Space Trilogy (2)
November 15, 2016
“The distinction between natural and supernatural, in fact,
broke down; and when it had done so, one realized how great a comfort it had
been – how it had eased the burden of intolerable strangeness which this
universe imposes on us by dividing it into two halves and encouraging the mind
never to think of both in the same context. What price we may have paid for
this comfort in the way of false security and accepted confusion of thought is
another matter.” – Perelandra, p.11
The difference between the natural and the supernatural at
first glance seems to be a clear one. The natural is the concrete while the
supernatural is the abstract. Natural is factual while supernatural requires a
faith or belief. Natural is human while supernatural is somehow superhuman. In Miracles, Lewis writes about the distinction
between the natural and the supernatural claiming that a miracle is when the
supernatural interferes with the natural. The common example of this being, of
course, the resurrection of Jesus – it is unnatural for man to be dead for
three days and then to come back to life, resurrecting bodily.

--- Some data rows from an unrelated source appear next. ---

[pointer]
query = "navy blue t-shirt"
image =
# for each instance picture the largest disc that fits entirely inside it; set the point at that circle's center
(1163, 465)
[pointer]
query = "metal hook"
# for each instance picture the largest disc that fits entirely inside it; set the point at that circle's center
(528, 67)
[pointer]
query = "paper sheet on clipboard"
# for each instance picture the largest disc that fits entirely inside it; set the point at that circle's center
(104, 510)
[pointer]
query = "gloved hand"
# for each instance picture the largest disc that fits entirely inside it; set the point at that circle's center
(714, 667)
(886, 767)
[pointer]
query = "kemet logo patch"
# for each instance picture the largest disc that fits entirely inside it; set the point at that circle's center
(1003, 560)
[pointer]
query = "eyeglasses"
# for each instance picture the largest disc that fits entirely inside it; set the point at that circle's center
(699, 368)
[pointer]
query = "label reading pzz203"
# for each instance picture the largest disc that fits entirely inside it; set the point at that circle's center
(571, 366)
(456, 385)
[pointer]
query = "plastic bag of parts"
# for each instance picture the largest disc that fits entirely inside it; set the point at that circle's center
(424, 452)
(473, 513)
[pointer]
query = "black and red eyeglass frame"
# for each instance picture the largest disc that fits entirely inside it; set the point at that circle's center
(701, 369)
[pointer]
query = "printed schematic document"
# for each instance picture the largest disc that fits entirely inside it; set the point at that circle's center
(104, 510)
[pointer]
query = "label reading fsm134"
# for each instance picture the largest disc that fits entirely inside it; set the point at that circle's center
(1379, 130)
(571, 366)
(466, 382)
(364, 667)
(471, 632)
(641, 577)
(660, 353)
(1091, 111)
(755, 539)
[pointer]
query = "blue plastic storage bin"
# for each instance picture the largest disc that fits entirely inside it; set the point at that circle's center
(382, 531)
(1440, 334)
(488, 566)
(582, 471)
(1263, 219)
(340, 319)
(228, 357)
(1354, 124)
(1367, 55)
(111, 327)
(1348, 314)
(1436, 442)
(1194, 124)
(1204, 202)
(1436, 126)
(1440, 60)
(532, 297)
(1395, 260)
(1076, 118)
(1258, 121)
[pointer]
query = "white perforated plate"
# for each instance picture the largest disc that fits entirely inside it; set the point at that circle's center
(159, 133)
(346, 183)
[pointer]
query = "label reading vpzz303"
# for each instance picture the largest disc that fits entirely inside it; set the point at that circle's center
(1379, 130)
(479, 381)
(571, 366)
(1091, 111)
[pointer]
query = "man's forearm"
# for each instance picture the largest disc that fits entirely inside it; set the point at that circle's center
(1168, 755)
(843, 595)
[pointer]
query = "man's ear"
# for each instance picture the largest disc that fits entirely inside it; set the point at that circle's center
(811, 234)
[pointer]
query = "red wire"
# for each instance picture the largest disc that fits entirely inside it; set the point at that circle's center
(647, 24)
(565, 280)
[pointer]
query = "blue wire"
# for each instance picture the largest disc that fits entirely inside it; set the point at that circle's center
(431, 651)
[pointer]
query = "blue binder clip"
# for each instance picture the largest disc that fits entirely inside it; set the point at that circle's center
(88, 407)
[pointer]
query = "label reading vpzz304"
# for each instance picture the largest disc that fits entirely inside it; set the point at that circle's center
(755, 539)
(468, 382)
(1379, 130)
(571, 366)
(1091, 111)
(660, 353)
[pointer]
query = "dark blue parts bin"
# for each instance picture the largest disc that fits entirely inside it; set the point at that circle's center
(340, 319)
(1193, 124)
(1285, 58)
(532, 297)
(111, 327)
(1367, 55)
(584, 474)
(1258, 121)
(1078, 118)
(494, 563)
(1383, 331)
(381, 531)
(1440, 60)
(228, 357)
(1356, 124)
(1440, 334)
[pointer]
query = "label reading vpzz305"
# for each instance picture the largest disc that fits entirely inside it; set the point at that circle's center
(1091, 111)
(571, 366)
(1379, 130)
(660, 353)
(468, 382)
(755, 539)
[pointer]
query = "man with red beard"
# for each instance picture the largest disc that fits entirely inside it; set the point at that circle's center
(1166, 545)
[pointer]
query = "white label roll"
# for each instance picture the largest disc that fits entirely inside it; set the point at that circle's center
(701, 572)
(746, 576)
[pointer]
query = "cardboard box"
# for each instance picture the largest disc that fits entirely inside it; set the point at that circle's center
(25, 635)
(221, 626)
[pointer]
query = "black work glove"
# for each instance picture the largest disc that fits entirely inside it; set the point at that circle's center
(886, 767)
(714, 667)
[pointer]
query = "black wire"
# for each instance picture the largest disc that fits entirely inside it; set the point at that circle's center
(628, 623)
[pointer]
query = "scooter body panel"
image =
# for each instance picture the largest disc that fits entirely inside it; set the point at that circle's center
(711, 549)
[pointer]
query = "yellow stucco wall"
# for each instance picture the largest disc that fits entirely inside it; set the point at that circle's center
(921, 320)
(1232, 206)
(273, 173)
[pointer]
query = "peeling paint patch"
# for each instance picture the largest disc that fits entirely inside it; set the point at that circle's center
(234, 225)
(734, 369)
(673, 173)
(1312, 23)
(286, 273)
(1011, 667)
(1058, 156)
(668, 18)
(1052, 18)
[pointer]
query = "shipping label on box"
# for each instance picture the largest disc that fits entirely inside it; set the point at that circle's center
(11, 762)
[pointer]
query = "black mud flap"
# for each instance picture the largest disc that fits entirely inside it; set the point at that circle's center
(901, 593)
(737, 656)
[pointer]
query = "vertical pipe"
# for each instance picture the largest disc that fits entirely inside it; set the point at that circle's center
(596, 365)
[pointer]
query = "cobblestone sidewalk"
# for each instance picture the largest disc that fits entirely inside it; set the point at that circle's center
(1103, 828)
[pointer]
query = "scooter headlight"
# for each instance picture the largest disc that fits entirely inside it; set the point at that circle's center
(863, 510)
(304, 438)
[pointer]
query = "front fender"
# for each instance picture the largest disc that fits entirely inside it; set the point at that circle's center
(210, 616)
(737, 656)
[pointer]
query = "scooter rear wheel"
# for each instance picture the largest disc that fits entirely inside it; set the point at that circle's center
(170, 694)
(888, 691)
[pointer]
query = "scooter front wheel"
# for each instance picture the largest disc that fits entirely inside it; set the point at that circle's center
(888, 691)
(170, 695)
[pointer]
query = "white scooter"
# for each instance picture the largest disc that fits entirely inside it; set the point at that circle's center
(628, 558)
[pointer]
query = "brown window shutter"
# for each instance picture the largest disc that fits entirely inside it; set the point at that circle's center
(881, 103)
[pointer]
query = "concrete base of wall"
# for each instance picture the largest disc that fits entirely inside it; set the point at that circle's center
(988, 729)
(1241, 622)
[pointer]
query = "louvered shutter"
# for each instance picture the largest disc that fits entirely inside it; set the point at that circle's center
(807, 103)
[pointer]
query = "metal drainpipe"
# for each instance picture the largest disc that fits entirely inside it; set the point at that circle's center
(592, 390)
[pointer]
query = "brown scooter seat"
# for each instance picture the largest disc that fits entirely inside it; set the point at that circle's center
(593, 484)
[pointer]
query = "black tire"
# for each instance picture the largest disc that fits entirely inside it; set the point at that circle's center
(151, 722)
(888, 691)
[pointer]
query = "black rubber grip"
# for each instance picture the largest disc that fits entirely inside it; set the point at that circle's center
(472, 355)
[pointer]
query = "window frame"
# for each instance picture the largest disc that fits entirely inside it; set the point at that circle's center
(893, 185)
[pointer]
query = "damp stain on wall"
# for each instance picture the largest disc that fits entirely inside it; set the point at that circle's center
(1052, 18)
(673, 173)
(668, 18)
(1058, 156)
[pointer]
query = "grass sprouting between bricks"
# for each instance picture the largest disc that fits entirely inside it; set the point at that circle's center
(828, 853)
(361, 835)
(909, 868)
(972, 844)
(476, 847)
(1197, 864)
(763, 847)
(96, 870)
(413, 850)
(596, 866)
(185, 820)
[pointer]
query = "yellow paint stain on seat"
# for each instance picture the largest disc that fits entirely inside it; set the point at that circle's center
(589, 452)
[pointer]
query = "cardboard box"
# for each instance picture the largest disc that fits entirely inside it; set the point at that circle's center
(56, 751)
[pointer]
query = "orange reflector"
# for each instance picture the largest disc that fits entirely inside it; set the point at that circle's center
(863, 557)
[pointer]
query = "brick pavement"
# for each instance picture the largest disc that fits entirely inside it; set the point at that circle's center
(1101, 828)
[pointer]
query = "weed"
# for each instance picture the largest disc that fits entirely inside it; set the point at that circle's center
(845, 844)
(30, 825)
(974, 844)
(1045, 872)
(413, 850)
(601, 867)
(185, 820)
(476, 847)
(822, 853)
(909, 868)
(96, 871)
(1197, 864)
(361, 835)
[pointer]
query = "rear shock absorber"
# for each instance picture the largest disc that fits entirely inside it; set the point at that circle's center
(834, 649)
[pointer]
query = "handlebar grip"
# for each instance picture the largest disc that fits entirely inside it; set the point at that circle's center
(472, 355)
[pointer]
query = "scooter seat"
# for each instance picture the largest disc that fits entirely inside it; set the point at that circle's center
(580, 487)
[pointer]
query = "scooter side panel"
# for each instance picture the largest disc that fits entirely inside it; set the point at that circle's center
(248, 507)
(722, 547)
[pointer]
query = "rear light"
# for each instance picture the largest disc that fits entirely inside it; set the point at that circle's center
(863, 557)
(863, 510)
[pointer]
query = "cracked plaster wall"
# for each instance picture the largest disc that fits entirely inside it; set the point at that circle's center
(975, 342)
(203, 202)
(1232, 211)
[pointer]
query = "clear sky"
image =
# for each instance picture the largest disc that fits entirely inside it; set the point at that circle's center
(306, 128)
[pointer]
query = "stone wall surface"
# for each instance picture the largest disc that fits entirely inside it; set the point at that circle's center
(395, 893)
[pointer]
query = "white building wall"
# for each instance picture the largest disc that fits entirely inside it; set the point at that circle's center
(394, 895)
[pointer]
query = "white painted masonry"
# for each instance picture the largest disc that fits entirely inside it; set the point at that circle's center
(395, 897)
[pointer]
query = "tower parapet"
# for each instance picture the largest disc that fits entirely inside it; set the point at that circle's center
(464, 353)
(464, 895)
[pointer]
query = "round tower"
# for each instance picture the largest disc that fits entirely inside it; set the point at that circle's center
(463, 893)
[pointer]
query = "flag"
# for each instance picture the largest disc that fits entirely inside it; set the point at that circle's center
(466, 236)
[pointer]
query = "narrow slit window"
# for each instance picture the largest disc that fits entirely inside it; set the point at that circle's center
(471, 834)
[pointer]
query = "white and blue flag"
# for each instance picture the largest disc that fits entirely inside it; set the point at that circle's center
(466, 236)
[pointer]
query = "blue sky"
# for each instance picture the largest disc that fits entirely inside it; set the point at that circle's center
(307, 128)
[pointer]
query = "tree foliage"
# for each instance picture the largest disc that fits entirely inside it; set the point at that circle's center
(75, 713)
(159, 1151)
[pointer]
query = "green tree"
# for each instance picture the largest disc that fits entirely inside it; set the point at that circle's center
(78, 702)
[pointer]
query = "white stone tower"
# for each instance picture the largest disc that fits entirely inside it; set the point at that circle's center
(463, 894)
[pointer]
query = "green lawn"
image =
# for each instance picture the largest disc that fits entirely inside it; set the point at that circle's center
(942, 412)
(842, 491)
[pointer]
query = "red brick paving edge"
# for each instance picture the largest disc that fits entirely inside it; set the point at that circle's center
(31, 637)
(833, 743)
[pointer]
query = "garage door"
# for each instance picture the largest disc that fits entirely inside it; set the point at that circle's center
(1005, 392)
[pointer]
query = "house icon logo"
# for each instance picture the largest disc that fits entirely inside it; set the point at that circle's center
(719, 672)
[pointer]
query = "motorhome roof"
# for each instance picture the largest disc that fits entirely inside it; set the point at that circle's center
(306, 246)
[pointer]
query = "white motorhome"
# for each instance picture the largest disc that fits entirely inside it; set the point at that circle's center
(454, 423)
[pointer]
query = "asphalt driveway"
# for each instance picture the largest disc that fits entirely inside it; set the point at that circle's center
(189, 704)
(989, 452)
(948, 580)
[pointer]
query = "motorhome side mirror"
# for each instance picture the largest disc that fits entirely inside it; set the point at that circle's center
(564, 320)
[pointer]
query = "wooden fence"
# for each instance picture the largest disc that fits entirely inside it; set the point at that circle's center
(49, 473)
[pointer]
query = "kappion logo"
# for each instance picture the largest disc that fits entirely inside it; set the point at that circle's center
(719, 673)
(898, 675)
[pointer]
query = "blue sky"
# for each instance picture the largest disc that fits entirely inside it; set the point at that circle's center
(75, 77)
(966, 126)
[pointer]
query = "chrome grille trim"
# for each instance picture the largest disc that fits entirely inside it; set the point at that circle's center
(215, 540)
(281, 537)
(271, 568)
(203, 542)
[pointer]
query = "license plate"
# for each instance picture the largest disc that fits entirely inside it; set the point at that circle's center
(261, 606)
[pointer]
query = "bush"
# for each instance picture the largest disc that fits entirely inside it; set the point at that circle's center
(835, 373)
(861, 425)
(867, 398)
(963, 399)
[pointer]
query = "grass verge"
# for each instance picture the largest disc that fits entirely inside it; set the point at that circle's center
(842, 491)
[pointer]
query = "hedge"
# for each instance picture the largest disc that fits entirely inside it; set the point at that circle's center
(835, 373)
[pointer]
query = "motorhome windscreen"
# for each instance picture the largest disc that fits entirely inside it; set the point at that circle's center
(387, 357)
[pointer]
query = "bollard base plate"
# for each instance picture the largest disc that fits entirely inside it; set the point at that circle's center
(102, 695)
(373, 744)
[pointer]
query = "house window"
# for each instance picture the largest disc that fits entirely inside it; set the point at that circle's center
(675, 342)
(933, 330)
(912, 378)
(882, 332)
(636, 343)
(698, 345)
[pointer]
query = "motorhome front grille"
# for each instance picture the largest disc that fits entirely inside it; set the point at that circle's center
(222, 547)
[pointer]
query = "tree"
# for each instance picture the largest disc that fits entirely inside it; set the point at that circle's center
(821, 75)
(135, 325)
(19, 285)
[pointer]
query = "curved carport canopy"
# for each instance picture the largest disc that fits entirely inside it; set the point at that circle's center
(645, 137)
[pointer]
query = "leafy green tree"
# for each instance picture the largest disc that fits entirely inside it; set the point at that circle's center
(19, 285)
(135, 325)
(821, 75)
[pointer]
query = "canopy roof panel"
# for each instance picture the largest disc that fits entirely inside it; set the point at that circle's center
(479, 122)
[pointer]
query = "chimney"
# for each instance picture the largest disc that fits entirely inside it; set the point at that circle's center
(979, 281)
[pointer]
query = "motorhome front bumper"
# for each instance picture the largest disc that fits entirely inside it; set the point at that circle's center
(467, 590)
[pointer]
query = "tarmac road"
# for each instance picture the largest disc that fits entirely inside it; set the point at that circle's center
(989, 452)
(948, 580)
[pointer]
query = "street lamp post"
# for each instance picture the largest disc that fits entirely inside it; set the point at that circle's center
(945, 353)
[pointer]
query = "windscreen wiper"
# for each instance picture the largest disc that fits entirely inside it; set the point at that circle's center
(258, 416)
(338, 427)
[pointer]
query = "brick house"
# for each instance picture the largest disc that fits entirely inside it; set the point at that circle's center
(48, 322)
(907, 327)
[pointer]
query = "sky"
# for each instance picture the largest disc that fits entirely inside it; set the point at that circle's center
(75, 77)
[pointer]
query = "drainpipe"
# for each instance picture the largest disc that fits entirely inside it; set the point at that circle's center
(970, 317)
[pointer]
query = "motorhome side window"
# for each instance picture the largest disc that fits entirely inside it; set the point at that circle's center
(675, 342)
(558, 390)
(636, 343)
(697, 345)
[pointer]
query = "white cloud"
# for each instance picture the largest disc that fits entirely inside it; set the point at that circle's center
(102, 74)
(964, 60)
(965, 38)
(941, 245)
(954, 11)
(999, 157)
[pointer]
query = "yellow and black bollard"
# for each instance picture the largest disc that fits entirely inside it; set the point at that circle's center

What I find is
interesting is that Lewis distinguishes between naturalists, who believe that
nothing exists except nature, and supernaturalists, who believe in the
existence of “something else.” This is a way of life, this breakdown between
the supernatural and the natural. There is neatness in dividing the
supernatural and natural into two halves of existence but perhaps they are two
overlaying wholes, completely interwoven, in the same way that the heart and
mind are interwoven. The conclusion about a supernatural God that is drawn from
this is that he is consistently displaying himself in the natural, both human
beings and the world, as supernatural, as holy, as able to break the laws of
nature because he created the laws of nature.